Back in Los Angeles, baking in the next morning’s violent sunshine, I went for a long walk down Sunset Boulevard. There are a ton of places to drink natural wine along the stretch that runs between Echo Park and Silver Lake, and just off Sunset Junction there is one particularly gleaming new natural wine hub: the Erewhon Market wine shop. Yes, the Los Angeles grocery brand synonymous with conspicuous health food consumption, where I once saw a famous pop star who cannot be named for legal reasons purchase a $100 filet of salmon, now runs a dedicated natural wine shop, “where each bottle is treated like a treasure.” They sell some pretty nice stuff here, to be honest, with several of the major importers represented and a chic, chill-ready clientele browsing among the clouded bottles overseen by a watchful security guard. I think it’s cool that Erewhon Market has a natural wine shop now. I also think it’s a sign of the times, and utterly of the moment—of course, LA’s go-to place for folks to shine their health halos now has a hashtag natural wine shop.

A couple of blocks further into Virgil Village sits another wine shop, called Psychic Wines. It opened in the summer of 2018, which is an eon ago on the American natural wine scale.

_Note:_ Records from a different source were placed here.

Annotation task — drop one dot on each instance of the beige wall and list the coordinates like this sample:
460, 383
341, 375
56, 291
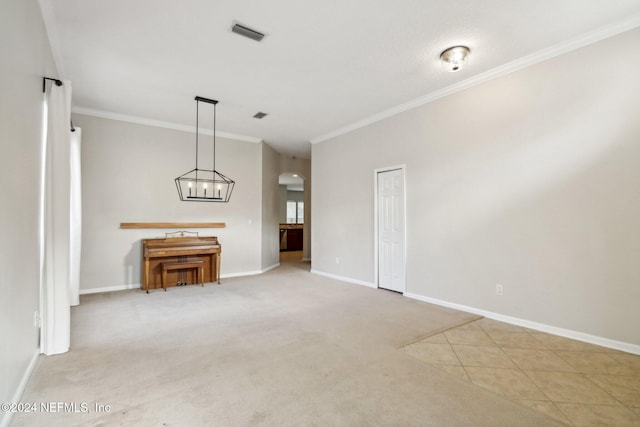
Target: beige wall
529, 180
128, 173
270, 207
25, 58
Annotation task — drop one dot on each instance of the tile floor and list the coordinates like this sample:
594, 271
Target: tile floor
577, 383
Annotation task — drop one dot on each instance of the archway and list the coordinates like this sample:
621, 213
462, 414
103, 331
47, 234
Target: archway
291, 202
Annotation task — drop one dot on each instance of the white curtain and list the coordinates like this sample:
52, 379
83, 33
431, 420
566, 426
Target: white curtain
57, 221
76, 218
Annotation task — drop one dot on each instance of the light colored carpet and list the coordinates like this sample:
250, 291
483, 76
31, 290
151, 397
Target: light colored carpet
283, 348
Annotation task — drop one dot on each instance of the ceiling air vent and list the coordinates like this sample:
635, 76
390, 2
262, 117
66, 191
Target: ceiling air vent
247, 32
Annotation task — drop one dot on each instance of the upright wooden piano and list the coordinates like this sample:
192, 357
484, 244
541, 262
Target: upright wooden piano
171, 250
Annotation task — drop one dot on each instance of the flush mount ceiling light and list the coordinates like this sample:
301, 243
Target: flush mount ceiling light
455, 57
203, 185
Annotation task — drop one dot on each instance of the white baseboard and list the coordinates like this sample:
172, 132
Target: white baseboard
137, 285
110, 289
17, 396
345, 279
567, 333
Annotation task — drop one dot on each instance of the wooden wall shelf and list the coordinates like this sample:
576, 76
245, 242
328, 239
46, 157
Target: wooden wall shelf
172, 225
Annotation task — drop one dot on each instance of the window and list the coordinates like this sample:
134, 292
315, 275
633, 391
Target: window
295, 212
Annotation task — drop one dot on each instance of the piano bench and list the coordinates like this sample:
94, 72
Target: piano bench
196, 264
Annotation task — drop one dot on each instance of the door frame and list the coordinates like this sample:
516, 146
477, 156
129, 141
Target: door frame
376, 243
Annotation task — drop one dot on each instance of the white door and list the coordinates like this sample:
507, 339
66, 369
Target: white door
391, 230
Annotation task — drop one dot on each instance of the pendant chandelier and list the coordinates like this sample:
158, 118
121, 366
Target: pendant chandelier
204, 185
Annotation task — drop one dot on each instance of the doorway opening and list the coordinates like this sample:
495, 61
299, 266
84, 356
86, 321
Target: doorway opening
390, 228
292, 218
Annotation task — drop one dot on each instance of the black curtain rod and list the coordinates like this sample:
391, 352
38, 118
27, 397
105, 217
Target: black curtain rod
58, 82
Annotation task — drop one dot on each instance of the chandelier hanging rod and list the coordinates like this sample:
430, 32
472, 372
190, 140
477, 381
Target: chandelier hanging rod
210, 101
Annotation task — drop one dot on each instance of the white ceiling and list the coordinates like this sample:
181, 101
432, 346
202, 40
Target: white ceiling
323, 66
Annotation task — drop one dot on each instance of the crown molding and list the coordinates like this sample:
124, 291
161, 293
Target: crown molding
161, 124
510, 67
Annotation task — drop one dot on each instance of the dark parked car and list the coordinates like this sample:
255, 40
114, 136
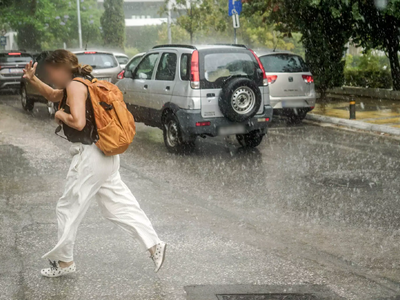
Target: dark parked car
29, 96
11, 65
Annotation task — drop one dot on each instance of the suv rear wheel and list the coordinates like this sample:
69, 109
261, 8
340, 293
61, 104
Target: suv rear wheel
240, 99
173, 136
27, 104
251, 139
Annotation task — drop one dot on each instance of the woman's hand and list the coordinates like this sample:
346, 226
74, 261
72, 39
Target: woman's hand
58, 115
30, 71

Psychic Wines represents much more than just a bottle shop: They instead evoke the role of the caviste, a term that’s largely unused in America, but in France describes a bottle shop-slash-wine bar owner (they’re almost always twinned there) whose curation speaks to a career of travel, discovery, and passion for the bottles they sell. There’s a handful of bottles here you might see other places, but lots more you are probably unfamiliar with (I know I was).

The shop feels both humbling and accessible, a neat trick that’s hard to easily surmise—but you just feel it inside as a shopper there. You will leave a bottle shop like this with fun stuff to drink, but also some perspective, some questions answered, and maybe even a deeper understanding. If you are drawn to wine, your curiosity will be rewarded. The number of bottle shops like this around the country, with their own in-house wine clubs and editorial programs, is growing. Seek them out. Learn from them. Try stuff you haven’t seen before on Instagram. In the wise words of the elders—in this case, Vineyard Gate’s Alex Bernardo—“Be willing to stand back and think deeper about what you’re drinking.”

Natural wine is rapidly becoming part of the zeitgeist—the déjà vin is real—and yet there are still new experiences for wine drinkers that feel analog and meaningful, and aren’t we lucky for it? Oftentimes it’s simply a matter of going here instead of there, picking the place with the knowledge and engaging with their expertise. It means searching just a couple more blocks.